In the end, Square Enix concluded that the workload and risk of a UE5 migration outweighed the benefit. The FFVII Remake trilogy will be technologically cohesive from start to finish, anchored in a mature but heavily evolved UE4.
What This Means For Visual Expectations On PS5
For players watching UE5 showcases full of Nanite geometry and Lumen global illumination, “Unreal Engine 4” can sound dated. In practice, the choice does not mean Final Fantasy VII Remake Part 3 will look like a last-gen title on PS5.
The current games already show what Square Enix can squeeze out of this tech. Rebirth in particular pushes dense foliage, large zones, high-quality materials and complex particle effects while maintaining solid performance on Sony’s hardware. Years of optimization on the same codebase means the developers know how to use every bit of available CPU and GPU budget.
Instead of adopting marquee UE5 features, Part 3 will likely advance more incrementally: higher asset density in key areas, sharper materials, improved facial animation systems and better stability at target frame rates. Expect lighting, post-processing and environment detail to be tuned more smartly rather than completely reinvented.
It is also worth remembering that UE5’s most headline-grabbing features come with trade-offs. Systems like Nanite and Lumen demand careful use to hit stable performance targets. For a cinematic RPG with long cutscenes, party combat and big set pieces, predictability and stable performance can matter more than chasing cutting-edge rendering techniques across every scene.
In other words, on PS5 you should anticipate something that looks at least as strong as Rebirth, with refinements on top, rather than a radical visual leap that tries to match UE5 tech demos. The gains are likely to be evolutionary, not revolutionary.

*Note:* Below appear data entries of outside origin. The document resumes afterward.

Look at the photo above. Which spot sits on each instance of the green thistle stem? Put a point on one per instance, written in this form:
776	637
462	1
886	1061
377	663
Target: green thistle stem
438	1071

Positioning For A Switch Successor
The engine decision also has implications for Nintendo’s expected next-generation hardware, often referred to as Switch 2. While Nintendo has not formally announced the system, it is reasonable to assume Square Enix is planning for a world where FFVII Remake titles reach more platforms.
A mature UE4 pipeline is already well understood on scalable hardware. Techniques for dynamic resolution scaling, adjustable shadow quality and level-of-detail transitions are proven, which makes it easier to target a range of devices. Developers can scale asset density and effects while keeping core gameplay and cinematic presentation intact.

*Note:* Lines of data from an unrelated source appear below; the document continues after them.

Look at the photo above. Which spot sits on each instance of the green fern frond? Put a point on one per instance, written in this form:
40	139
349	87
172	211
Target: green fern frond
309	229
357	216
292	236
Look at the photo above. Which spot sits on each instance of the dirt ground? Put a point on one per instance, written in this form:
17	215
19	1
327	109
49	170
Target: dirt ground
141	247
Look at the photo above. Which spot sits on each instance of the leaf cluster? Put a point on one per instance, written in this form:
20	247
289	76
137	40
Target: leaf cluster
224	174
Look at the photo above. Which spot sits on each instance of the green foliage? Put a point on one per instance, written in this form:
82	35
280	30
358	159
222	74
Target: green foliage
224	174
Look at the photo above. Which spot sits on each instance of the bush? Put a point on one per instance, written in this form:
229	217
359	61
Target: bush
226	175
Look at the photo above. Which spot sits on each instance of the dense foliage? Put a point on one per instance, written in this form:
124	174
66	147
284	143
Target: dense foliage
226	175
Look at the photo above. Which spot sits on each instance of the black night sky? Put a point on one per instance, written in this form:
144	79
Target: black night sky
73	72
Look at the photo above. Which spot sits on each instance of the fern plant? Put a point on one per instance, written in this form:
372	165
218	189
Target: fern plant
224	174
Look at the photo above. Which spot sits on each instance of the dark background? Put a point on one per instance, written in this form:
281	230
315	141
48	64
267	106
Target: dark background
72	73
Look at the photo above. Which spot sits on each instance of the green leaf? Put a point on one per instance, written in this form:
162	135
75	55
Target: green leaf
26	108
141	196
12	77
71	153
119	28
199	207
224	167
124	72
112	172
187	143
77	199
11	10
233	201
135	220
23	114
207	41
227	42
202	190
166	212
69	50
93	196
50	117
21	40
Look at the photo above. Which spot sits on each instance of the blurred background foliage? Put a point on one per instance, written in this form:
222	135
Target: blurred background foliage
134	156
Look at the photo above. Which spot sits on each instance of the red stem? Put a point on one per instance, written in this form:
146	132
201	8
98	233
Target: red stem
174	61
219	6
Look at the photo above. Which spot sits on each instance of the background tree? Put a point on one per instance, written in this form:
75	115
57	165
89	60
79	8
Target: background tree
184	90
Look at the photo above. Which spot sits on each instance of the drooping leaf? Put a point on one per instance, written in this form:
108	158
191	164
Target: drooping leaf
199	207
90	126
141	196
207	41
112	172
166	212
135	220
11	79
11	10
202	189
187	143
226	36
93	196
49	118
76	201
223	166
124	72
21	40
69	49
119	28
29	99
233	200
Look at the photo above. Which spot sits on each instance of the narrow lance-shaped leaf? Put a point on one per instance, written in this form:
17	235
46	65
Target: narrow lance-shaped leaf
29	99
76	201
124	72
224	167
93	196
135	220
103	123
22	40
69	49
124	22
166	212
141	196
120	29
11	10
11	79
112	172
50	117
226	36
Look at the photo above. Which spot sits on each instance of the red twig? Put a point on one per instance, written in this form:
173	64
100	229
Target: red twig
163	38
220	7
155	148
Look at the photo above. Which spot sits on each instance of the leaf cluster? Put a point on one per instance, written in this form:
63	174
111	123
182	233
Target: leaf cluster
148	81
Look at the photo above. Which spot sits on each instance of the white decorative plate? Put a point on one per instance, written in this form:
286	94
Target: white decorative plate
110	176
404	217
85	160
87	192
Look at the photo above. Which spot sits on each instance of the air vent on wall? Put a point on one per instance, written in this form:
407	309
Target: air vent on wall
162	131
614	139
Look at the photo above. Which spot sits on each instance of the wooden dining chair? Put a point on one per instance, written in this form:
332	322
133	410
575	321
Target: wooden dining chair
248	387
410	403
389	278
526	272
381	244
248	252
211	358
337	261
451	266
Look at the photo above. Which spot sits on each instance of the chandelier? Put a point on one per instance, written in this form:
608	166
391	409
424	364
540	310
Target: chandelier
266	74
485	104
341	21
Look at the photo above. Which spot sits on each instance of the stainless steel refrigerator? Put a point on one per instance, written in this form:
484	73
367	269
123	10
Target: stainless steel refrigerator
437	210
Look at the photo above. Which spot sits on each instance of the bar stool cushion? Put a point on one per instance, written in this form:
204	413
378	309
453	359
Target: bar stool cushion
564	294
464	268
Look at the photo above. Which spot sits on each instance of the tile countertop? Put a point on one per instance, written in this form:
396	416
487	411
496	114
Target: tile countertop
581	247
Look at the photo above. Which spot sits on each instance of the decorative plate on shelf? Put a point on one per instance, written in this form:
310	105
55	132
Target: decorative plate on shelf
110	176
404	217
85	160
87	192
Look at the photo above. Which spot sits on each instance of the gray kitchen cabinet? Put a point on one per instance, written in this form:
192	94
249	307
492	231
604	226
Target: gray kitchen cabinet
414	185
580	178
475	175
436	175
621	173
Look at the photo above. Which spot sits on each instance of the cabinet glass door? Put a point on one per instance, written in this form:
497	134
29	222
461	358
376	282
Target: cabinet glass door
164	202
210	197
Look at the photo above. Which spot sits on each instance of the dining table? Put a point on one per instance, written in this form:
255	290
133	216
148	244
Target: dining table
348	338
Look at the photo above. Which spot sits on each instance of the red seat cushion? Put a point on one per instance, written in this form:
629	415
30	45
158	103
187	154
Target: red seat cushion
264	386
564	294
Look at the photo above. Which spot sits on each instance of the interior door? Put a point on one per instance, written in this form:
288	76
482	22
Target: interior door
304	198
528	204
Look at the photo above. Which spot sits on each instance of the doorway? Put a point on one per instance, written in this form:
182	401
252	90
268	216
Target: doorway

Unreal Engine 5 can of course scale too, but Square Enix would be dealing with a less familiar, still evolving codebase. For a company already managing multiple large projects, avoiding the extra layer of engine R&D makes the trilogy more portable. If and when FFVII Remake Part 3 appears on a Nintendo platform, it is more likely to be the result of pragmatic scaling choices on a known engine than a full embrace of UE5’s most demanding features.
For players, that probably translates to a similar pattern as other cross-platform RPGs: PS5 at higher resolutions, more stable performance and richer effects, with the Switch successor offering a slightly pared-back but fundamentally similar experience.
A Strategic Bet On Stability
Square Enix’s call to keep Final Fantasy VII Remake Part 3 on Unreal Engine 4 is less about technological conservatism and more about finishing a massive trilogy under stable conditions. A customized, well-understood engine lets the team prioritize storytelling, combat depth and content scope over the risks of a mid-project technology reboot.
On PS5, fans should expect a game that visually builds on Rebirth instead of chasing UE5 showpieces. And if the series reaches the rumored Switch successor, the UE4 foundation should help deliver a consistent, if scaled, version of that experience.
For a project intended to feel like one continuous saga from Midgar to its finale, that kind of stability might be exactly what Final Fantasy VII Remake needs most.